Cryptorhynchus fuscatus LeConte, 1876
Family: Curculionidae
Cryptorhynchus fuscatus image
Michael Jansen  
3. C. fuscatus, n. sp. Blackish brown, clothed with pale and dark-brown scales, and bunches of erect blackish bristles. Beak moderately stout, as long as the prothorax, carinate, striate and coarsely punctured at base, then naked and more finely punctured; antennae inserted nearly at the middle of the beak, slender, club pubescent, indistinctly annulate; head punctured, vertex very finely carinate. Prothorax as wide as long, strongly narrowed from the base, rounded on the sides, constricted in front, deeply and densely punctured, carinate; disc with three conspicuous tufts of bristles, and two smaller ones near the front margin; others scattered singly; scales brown, with three narrow indistinct lines of paler; base squarely truncate each side, prolonged into a distinct angle at the scutellum, which is black. Elytra one-third wider at base than the prothorax, humeri rounded, prominent, sides not dilated, but parallel, and then gradually narrowed behind, clothed mostly with pale-brown scales, darker at the base and tip, and with a broad middle band sometimes indistinct; striae fine, punctured, third, fifth and seventh interspaces more elevated; the third and fifth appear interrupted on account of crests of erect blackish bristles; of these there are three long ones on the third and three or four small ones on the fifth; also a few small bunches on the second interspace. Beneath clothed with pale-brown scales, deeply and densely punctured; thighs slender, not, or obsoletely toothed; tibiae straight, not angulated at base as in C. parochus and bisignatus. Length 5.5 mm.; .22 inch. Southern and Western States.

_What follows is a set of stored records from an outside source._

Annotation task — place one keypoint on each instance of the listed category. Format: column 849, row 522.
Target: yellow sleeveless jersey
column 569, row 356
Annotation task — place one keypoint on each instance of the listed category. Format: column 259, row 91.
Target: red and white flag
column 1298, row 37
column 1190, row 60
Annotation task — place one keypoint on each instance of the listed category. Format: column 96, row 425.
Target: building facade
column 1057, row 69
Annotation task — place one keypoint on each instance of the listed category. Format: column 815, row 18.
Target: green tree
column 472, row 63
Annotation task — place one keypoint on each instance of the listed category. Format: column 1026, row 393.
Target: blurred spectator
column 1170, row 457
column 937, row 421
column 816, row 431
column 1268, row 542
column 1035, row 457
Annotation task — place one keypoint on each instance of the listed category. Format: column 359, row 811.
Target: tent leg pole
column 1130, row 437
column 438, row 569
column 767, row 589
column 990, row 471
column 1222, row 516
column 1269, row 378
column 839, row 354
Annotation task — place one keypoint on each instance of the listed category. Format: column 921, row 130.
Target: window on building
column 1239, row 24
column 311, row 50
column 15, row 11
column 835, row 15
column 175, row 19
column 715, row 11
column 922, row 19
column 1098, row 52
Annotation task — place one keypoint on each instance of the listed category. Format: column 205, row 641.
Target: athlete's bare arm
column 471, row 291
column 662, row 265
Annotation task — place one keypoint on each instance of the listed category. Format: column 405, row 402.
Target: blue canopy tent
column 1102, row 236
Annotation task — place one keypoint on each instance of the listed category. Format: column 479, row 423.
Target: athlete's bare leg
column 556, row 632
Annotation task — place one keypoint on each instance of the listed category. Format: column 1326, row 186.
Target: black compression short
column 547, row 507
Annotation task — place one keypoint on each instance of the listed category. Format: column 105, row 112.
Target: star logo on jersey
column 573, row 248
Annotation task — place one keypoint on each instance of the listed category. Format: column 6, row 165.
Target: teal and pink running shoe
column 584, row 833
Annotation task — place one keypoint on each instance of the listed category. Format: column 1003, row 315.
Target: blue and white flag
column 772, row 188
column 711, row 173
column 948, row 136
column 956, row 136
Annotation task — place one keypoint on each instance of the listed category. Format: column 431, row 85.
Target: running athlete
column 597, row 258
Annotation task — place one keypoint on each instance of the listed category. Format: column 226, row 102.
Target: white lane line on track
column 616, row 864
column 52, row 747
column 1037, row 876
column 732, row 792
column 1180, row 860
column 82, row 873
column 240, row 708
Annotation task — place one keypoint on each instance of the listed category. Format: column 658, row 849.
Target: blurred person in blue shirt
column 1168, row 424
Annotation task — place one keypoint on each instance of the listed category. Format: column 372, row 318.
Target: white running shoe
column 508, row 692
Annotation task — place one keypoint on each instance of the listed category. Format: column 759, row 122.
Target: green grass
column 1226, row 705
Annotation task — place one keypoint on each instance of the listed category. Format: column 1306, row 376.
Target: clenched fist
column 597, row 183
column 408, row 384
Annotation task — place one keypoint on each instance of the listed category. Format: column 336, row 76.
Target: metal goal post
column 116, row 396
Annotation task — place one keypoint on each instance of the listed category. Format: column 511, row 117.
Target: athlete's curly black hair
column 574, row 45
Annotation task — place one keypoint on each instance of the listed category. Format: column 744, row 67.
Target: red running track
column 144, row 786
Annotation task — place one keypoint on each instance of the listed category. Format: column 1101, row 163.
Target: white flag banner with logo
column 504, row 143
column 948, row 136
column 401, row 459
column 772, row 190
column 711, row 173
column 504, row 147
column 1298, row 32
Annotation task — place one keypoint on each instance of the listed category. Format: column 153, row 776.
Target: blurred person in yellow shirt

So far as the meagre description given by Say goes, this species agrees well with his C. obliquus, but as Boheman and Say agree in stating that that name belongs to the species called by the former C. umbrosus, I do not feel at liberty to apply it to the present one, for which I have adopted the Catalogue name of Dejean. If our fauna had more representatives of this genus, I would separate this as a distinct division, differing from the preceding, not only by the tibiae and stouter beak, but by the ninth elytral interspace being not elevated, and by the post-ocular prothoracic lobes being more prominent.